The next proposition urged by the assessor is that the bank did not file with the county equalization board within the time required by the statute, the complaint against the assessment for 1954 which was styled “Notice of Protest,” which was filed on June 15 of said year. The contention is based upon the following provisions contained in 68 O.S.1951 § 15.41, as follows:

“ * * * Complaint in like manner may be filed on real estate not increased over the previous year’s assessment, provided such complaint is filed on or before the first Monday in May * * ”

The last provision contained in said statute further provides that,

“In all cases where either the County Assessor or the County Board of Equalization has, without giving the notice required by this Section or by Section 15.18 increase(d) the valuation of property as listed by the taxpayer, if he has knowledge of such adjustment or addition, may at any time prior to the adjournment of the Board, file a complaint in the form and manner above provided for.

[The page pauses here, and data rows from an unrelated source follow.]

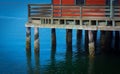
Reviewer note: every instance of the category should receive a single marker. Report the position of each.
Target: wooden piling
(102, 41)
(108, 41)
(36, 39)
(79, 36)
(69, 38)
(117, 41)
(53, 36)
(28, 38)
(91, 43)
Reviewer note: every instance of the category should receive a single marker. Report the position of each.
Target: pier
(88, 18)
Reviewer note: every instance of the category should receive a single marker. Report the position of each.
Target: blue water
(14, 59)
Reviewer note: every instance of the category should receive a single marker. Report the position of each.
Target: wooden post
(37, 64)
(117, 41)
(79, 36)
(91, 43)
(69, 38)
(36, 39)
(53, 36)
(108, 41)
(86, 41)
(28, 38)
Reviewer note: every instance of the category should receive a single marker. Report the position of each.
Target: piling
(53, 36)
(102, 41)
(108, 41)
(79, 36)
(91, 43)
(69, 38)
(36, 39)
(37, 63)
(86, 41)
(28, 38)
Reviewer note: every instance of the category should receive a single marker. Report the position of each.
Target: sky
(17, 8)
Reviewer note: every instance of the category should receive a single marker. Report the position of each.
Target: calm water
(15, 60)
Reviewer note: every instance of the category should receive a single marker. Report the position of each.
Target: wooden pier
(84, 18)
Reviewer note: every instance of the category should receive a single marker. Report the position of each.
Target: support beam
(28, 38)
(102, 41)
(91, 43)
(53, 36)
(36, 39)
(86, 41)
(79, 36)
(69, 38)
(108, 41)
(117, 41)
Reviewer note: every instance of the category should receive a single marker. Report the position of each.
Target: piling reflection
(79, 39)
(53, 61)
(29, 64)
(91, 65)
(37, 64)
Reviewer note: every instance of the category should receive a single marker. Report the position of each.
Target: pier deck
(75, 17)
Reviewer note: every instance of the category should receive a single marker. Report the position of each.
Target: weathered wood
(102, 41)
(72, 26)
(37, 64)
(69, 39)
(91, 44)
(28, 38)
(79, 36)
(36, 39)
(108, 41)
(86, 41)
(53, 37)
(117, 41)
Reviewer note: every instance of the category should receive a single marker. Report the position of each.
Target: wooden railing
(48, 10)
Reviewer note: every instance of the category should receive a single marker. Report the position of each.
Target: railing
(48, 10)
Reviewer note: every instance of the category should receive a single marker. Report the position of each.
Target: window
(80, 2)
(115, 2)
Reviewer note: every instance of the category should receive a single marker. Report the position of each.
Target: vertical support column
(79, 36)
(86, 41)
(117, 41)
(108, 41)
(69, 38)
(36, 39)
(28, 38)
(95, 38)
(53, 36)
(102, 41)
(91, 44)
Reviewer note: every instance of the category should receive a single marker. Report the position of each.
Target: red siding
(95, 2)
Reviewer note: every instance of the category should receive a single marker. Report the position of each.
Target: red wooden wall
(95, 2)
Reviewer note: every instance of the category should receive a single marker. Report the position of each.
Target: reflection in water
(53, 61)
(68, 63)
(91, 63)
(29, 65)
(37, 64)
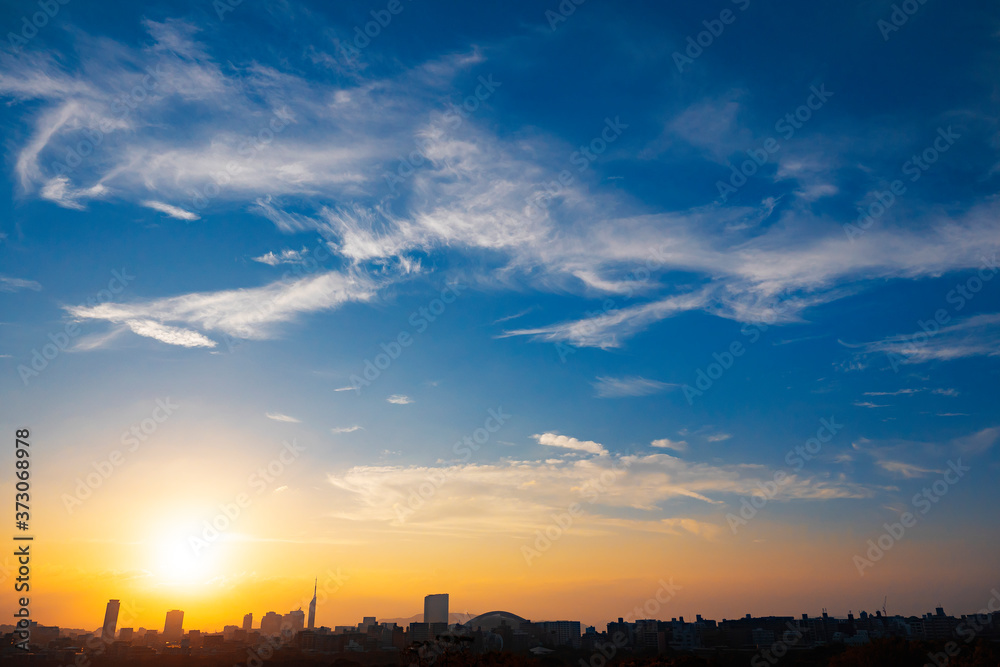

Thereafter the Board shall fix a date of hearing, notify the taxpayer, and conduct the hearing as required by this Section.”

*179At t'he time the “Notice of Protest” was filed, the last previous assessment which had been finally established was for the year 1952, which was materially less than that contended for by the assessor for the years 1953. and 1954. The 1953 assessment was subject to final determination on appeal by the district court and when it had been determined it was less than the 1954 value fixed by the assessor. Under such circumstances and without any notice by the assessor to the bank, the protest to the increase in value could be filed “at any time prior to the adjournment of the Board.” That was done. The matter was subsequently heard by the board whose order reduced the valuation fixed by the assessor, from which an appeal was taken by each party. The action of the board in hearing the matter was authorized and proper.

The assessor next complains of the action of the trial court in consolidating the various appeals over the objection of the assessor. The controlling statute is 12 O.S. 1951 § 79, as follows:

“Whenever two or more actions are pending in the same court, which might have been joined, the defendant may, on motion and notice to the adverse party, require him to show cause why the same shall not be consolidated, and if no cause be shown, the said several actions shall be consolidated.”

The complaint does not question that the parties in the two proceedings were the same; that the issues were the same; that the subject matter was the same; and that the testimony and other evidence in support of the parties’ positions were the same. The question raised is that, because the board sustained the findings of the assessor for one year and reduced the valuation fixed by him for the other, the presumption of correctness attending the order of the board was, in one instance, in favor of the assessor and, in the other, in favor of the taxpayer. This court has uniformly followed the rule that, under the provisions of the above statute, “the consolidation of cases for the purpose of trial is discretionary with the trial court” and that when it is shown that no substantial right of a party has been prejudiced by the consolidation, “the trial court (does) not abuse its discretion in ordering the consolidation.” Anderson Prichard Oil Corp. v. McBride, 188 Okl. 384, 109 P.2d 221, 222.

The remaining questions are substantially the same as those discussed and decided by this court in the opinion promul- ' gated on the 22nd day of January 1957 in Appeal of National Bank of Tulsa, 312 P. 2d 495. The syllabi and the opinion therein are hereby adopted as the remaining syllabi and opinion herein.

The judgment of the district court is affirmed.